The problem here lies with the partial derivatives calculations. Is it possible for Tensorflow and the GradientTape to calculate the derivative? The tensor that flows within the neural network structure, stops, converts into quantum information, exits the classical computing world, continues flowing in a Quantum Computer, returns and converts back into a classical tensor and continues flowing withing tensorflow. Clearly this derivative cannot be calculated using the default tensorflow gradientTape and we need to override and provide the calculations ourselves. The derivative calculation relies on a simple mathematical concept, in non-continuous functions at a point x, we can calculate an approximation of the derivative by calculating the value of the function as it approaches x from its right and left side. This is what this custom derivative does, it introduces a jitter value in the quantum circuit and executes it twice once for adding it and once for subtracting it:
@tf.custom_gradient
def quantum_flow(self, x):
output = tf.matmul(x, self.kernel_p)
qubit_output = tf.reshape(tf.convert_to_tensor(self.circuit.quantum_execute(tf.reshape(output,
[1, self.qubits]),
self.kernel_phi)),
(1, 1, self.qubits))
output = qubit_output
def grad(dy, variables=None):
shift = np.pi / 2
shift_right = x + np.ones(x.shape) * shift
shift_left = x - np.ones(x.shape) * shift
input_left = tf.matmul(shift_left, self.kernel_p)

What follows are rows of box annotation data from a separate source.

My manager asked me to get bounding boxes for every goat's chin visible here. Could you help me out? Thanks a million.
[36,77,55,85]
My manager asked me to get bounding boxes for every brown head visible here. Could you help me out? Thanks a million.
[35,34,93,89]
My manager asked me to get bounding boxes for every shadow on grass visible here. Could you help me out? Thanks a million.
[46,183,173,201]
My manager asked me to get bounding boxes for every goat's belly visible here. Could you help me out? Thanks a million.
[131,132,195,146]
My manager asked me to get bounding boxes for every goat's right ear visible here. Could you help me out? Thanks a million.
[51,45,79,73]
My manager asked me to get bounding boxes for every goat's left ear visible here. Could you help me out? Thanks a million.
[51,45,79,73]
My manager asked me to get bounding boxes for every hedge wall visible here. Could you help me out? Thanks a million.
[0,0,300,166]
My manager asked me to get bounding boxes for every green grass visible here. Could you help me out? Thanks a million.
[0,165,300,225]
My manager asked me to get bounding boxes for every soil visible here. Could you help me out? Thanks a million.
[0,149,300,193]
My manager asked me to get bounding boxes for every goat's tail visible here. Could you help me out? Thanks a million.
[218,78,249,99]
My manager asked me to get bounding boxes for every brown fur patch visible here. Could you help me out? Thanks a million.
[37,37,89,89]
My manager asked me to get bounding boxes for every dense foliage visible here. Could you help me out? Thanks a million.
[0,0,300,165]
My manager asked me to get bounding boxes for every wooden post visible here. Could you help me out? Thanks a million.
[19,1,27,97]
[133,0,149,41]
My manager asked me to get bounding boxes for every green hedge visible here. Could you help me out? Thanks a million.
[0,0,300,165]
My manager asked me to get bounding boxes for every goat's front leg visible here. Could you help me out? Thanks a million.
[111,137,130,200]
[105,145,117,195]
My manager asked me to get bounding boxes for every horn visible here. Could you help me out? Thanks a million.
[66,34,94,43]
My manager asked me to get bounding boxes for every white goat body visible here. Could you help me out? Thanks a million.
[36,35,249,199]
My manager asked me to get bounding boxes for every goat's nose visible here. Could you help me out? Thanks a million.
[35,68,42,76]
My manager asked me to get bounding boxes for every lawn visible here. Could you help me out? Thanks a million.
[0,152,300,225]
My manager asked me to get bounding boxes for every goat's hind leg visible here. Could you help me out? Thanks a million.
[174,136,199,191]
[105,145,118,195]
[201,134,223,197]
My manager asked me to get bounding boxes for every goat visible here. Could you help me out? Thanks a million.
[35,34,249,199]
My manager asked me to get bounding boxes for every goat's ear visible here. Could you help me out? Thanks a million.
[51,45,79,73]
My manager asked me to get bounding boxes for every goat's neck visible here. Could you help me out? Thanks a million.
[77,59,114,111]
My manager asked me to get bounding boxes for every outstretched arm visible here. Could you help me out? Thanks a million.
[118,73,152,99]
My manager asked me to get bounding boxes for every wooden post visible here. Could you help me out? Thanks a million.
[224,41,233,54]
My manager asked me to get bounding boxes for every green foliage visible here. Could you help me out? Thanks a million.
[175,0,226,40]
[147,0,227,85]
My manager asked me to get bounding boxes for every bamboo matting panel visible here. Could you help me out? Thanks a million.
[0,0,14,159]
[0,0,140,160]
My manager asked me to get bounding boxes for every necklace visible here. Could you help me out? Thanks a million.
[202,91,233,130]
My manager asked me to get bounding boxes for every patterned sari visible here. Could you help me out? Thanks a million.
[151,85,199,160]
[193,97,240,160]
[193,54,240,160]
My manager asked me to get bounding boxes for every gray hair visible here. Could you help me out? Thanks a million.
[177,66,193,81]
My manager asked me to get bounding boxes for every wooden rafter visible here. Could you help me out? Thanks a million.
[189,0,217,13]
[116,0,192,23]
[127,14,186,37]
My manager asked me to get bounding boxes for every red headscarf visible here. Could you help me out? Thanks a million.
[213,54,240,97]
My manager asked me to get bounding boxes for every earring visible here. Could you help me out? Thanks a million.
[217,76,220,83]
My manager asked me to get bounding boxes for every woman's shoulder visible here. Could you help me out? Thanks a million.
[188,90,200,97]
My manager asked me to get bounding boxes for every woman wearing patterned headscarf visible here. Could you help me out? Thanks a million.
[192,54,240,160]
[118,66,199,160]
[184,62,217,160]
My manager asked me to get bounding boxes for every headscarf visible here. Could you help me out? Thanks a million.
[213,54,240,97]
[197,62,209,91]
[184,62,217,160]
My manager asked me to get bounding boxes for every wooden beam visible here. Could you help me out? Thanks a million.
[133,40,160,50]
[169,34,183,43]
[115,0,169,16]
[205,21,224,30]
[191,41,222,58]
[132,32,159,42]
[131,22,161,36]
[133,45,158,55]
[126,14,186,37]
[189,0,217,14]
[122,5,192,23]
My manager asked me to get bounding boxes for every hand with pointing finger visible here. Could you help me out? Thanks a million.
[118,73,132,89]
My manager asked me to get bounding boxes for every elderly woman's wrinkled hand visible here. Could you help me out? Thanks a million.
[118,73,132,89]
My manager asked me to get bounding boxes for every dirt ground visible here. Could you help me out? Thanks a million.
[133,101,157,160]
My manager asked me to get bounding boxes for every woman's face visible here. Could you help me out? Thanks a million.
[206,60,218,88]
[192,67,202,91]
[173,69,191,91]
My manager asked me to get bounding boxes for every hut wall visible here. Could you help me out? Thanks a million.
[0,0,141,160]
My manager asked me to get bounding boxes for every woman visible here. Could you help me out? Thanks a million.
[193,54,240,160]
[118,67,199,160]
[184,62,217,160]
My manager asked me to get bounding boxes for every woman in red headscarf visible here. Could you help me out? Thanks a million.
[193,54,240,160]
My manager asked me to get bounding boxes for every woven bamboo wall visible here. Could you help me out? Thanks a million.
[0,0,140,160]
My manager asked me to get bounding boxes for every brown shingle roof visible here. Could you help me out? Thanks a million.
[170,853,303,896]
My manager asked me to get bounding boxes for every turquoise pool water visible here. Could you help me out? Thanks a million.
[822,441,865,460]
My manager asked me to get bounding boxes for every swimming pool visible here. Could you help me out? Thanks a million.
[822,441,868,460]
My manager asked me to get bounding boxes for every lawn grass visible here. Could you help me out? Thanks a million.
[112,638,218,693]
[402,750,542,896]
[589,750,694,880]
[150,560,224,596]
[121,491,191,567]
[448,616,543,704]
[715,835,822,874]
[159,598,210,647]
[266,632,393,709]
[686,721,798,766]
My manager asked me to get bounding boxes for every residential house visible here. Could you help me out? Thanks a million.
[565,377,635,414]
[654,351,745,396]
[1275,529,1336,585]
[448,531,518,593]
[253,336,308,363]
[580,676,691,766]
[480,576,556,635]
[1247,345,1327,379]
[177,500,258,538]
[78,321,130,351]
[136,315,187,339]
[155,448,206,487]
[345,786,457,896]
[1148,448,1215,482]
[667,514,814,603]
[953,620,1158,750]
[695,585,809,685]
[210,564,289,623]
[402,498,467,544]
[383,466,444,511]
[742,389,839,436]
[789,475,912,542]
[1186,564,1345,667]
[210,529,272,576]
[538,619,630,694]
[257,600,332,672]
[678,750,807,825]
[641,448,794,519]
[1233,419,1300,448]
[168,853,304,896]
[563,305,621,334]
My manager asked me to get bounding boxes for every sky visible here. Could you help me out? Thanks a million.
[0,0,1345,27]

input_right = tf.matmul(shift_right, self.kernel_p)
output_right = self.circuit.quantum_execute(tf.reshape(input_right, [1, self.qubits]), self.kernel_phi)
output_left = self.circuit.quantum_execute(tf.reshape(input_left, [1, self.qubits]), self.kernel_phi)
quantum_gradient = [output_right[i] - output_left[i] for i in range(len(output_right))]
input_gradient = dy * quantum_gradient
dy_input_gradient = tf.reshape(tf.matmul(input_gradient, tf.transpose(self.kernel_p)),
shape=[1, 1, x.get_shape().as_list()[-1]])
grd_w = []
for i in range(self.qubits):
w = self.kernel_p[:, i]
w += dy_input_gradient
grd_w.append(w)
tf_grd_w = tf.convert_to_tensor(grd_w)
tf_grd_w = tf.reshape(tf_grd_w, shape=(x.get_shape().as_list()[-1], self.qubits))
return dy_input_gradient, [tf_grd_w]
return output, grad
Whilst this is a rare and complex case, we see that Tensorflow still provides us with the appropriate toolset to create a structure that will be fully compatible with the framework and utilize its full potential.